Hacker Newsnew | past | comments | ask | show | jobs | submitlogin

That's actually something ML is incredibly useful at, when it comes to machines with sensors - failure prediction / anomaly detection, etc.

In the industry, (preventive) maintenance takes up a pretty huge chunk of resources. It's something techs need to do often, and it's often a laborious task, but it's obviously done to reduce downtime.

So the business insight, as they like to call it, is to reduce costs tied up to repairs and maintenance.

All critical applications have multiple levels of redundancy, so that a complete breakdown is very unlikely, but it's still a very expensive process if you're dealing with contractors. If you can get techs to swap out parts before the whole unit goes to sh!t, then that's often going to be a much cheaper alternative.

But, in the end, it comes down to the quality of data, and the models being built. A lot of industrial businesses hire ML / AI engineers for this task alone, but expect some magic black-box that will warn x days / hours / minutes ahead that a machine/part is about to break down, and it's time to get it fixed. And they unfortunately expect a near-perfect accuracy, because someone in sales assured them that this is the future, and the future is now.
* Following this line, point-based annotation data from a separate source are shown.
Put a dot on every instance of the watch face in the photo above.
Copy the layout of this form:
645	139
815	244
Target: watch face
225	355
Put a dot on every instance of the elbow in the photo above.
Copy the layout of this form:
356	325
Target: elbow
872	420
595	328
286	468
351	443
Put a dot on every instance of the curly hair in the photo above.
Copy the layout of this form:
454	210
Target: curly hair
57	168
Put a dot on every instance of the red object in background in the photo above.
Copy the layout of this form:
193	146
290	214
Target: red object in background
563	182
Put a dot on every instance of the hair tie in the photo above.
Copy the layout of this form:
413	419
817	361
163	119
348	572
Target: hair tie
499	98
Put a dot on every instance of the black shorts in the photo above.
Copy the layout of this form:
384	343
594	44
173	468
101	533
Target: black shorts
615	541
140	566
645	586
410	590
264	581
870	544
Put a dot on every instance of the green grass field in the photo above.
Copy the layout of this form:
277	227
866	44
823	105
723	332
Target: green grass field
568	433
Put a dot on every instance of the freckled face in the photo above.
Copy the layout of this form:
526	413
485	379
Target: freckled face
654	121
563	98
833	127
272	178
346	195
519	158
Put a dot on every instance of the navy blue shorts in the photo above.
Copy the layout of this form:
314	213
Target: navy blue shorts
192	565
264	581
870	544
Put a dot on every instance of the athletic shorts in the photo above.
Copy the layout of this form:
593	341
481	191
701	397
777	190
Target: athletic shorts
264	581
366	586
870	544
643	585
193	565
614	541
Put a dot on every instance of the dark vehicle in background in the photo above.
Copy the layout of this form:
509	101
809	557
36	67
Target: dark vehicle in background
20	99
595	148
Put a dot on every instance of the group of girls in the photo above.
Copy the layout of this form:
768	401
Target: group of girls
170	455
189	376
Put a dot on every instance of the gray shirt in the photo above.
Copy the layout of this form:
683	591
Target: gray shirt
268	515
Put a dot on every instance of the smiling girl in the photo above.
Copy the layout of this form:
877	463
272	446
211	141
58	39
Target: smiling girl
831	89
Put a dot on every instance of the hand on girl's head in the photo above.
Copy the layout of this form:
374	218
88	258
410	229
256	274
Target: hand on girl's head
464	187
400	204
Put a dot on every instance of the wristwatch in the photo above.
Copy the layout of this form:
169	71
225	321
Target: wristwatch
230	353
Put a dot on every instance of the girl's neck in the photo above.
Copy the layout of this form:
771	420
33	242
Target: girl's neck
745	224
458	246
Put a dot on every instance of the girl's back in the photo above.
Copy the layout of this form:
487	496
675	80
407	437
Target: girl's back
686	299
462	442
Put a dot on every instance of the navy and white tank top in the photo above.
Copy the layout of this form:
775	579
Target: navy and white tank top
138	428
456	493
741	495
Yep, you and the user you're replying to are both right in different ways. One thing's for sure - machines don't generate "insights" on their own.
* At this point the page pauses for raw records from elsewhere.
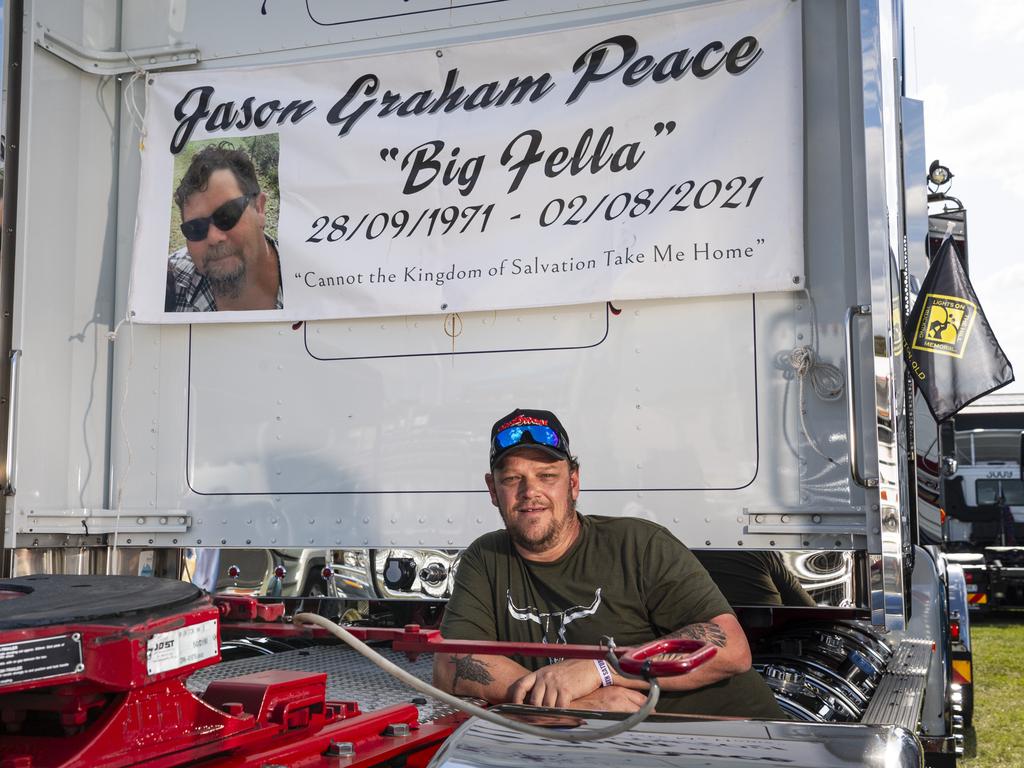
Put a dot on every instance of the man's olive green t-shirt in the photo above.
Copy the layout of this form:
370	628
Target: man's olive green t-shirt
624	578
754	578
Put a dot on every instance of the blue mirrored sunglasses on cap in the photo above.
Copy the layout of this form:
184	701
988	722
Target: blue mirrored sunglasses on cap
514	435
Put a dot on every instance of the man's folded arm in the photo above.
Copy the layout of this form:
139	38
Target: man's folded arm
484	677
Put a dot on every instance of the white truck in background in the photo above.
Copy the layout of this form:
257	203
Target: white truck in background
340	460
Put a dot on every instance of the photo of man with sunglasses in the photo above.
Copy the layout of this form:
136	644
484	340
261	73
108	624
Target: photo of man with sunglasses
555	576
228	262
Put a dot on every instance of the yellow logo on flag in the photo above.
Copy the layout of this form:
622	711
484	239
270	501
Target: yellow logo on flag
944	325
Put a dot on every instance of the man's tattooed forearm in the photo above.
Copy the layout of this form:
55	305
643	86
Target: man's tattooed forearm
468	668
709	632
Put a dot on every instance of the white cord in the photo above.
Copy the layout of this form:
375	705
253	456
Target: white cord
137	117
119	492
414	682
826	381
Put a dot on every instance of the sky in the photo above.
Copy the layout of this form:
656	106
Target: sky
962	59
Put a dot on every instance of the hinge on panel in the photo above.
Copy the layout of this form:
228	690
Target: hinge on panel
101	521
116	61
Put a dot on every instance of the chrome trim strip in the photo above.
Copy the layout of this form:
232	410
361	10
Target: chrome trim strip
856	471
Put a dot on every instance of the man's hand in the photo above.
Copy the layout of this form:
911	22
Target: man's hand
611	698
557	684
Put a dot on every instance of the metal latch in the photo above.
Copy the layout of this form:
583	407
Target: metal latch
107	62
100	521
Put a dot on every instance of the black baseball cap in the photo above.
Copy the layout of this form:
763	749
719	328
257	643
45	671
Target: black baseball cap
526	428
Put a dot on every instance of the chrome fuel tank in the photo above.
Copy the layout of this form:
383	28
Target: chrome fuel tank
684	742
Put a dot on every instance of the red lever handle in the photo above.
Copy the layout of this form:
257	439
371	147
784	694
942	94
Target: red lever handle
695	652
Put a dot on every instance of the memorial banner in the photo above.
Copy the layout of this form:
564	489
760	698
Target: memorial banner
654	157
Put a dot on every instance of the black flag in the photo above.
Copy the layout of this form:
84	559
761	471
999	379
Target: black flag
949	346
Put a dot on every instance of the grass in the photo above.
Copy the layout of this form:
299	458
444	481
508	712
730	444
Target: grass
997	737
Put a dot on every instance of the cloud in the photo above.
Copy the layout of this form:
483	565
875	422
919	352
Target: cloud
1001	294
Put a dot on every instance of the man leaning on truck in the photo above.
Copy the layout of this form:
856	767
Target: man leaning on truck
555	576
228	262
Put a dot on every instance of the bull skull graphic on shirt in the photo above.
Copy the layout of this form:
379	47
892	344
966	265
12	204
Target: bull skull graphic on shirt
544	620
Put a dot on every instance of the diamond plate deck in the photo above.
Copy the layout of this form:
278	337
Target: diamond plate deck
349	677
901	692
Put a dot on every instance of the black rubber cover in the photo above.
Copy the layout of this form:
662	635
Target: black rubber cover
51	600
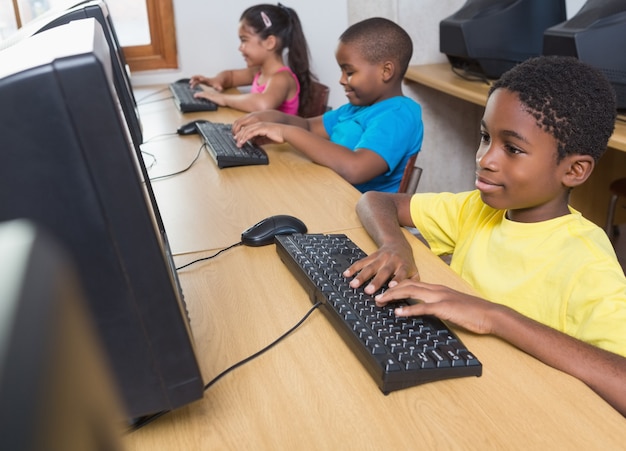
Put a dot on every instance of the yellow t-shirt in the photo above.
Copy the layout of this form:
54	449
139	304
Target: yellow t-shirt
562	272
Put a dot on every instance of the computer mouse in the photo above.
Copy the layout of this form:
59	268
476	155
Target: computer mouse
264	231
190	127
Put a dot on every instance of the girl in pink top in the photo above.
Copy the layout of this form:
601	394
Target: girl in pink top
265	31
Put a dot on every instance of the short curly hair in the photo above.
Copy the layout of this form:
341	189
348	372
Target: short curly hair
379	39
571	100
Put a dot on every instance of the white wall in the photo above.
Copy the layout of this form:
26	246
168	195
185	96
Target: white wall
206	34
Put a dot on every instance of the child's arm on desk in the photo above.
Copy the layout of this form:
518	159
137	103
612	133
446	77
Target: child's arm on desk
309	137
383	215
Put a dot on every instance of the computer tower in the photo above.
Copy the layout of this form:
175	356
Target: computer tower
68	163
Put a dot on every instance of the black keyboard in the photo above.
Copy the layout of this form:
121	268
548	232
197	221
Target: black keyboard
222	147
186	102
397	352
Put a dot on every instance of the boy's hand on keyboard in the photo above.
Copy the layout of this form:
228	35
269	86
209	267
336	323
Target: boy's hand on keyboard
470	312
269	130
255	118
390	264
212	95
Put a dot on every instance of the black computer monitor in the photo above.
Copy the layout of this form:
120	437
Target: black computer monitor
596	35
99	10
489	37
56	387
121	73
67	162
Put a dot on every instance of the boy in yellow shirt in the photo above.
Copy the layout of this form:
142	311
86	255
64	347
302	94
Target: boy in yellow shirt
548	279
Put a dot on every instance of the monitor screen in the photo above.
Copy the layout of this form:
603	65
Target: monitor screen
488	37
68	162
56	386
592	35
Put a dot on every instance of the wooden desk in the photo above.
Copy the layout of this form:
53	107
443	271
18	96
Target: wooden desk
225	202
311	392
592	198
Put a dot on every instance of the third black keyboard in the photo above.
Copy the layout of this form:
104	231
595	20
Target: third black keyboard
184	99
398	352
222	147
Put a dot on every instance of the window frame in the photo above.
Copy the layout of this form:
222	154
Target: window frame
161	53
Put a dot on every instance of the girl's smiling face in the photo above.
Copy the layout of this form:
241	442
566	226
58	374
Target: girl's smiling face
251	46
516	163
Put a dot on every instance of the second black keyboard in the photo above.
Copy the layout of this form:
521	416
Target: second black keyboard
222	147
184	99
398	352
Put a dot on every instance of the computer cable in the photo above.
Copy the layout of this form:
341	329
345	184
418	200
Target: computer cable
470	75
139	423
210	256
182	170
142	101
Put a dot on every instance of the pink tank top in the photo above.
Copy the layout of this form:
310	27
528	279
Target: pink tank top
289	106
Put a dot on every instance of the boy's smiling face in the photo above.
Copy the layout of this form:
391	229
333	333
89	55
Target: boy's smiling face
516	163
363	82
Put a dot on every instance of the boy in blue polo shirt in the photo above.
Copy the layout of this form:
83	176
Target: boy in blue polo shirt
369	140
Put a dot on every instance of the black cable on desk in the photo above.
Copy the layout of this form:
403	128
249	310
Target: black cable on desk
210	256
182	170
148	419
142	101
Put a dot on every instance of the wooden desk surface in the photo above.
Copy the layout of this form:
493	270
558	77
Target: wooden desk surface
227	201
441	78
310	392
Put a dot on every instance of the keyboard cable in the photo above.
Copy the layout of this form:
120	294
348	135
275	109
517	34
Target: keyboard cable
182	170
148	419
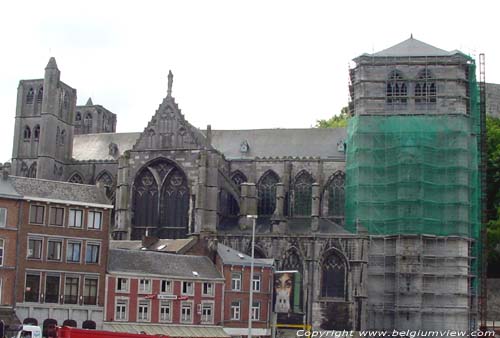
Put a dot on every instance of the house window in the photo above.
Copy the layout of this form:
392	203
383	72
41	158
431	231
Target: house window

Let's define an "insight" as "new meaningful knowledge", just for fun. We could talk about what comprises "new" and "meaningful" but it would be beside the point I'm making.

In a supervised learning problem, the range of possible outputs is already known, meaning the model output will never be categorically different from what was in the training data. The knowledge obtained is meaningful as long as the training labels are meaningful, but it can never be new.

Unsupervised learning doesn't have a notion of "training data" but that means an unsupervised model's output requires additional interpretation in order to be meaningful. It is possible to uncover new structures and identify anomalies in new ways, but this knowledge isn't meaningful until someone comes in and interprets it.

Applied to the specific example where sensor data is used to try to generate insights about machine functionality: Either you can only predict the types of failures you've already seen, or you can identify states you've never seen but you wouldn't know whether they mean the system is likely to fail soon or not.

It's the Roth/401(k) tradeoff. For model output to be useful, someone must pay an interpretation tax. The only choice is whether it is paid upon insight deposit or withdrawal.


> Either you can only predict the types of failures you've already seen, or you can identify states you've never seen but you wouldn't know whether they mean the system is likely to fail soon or not.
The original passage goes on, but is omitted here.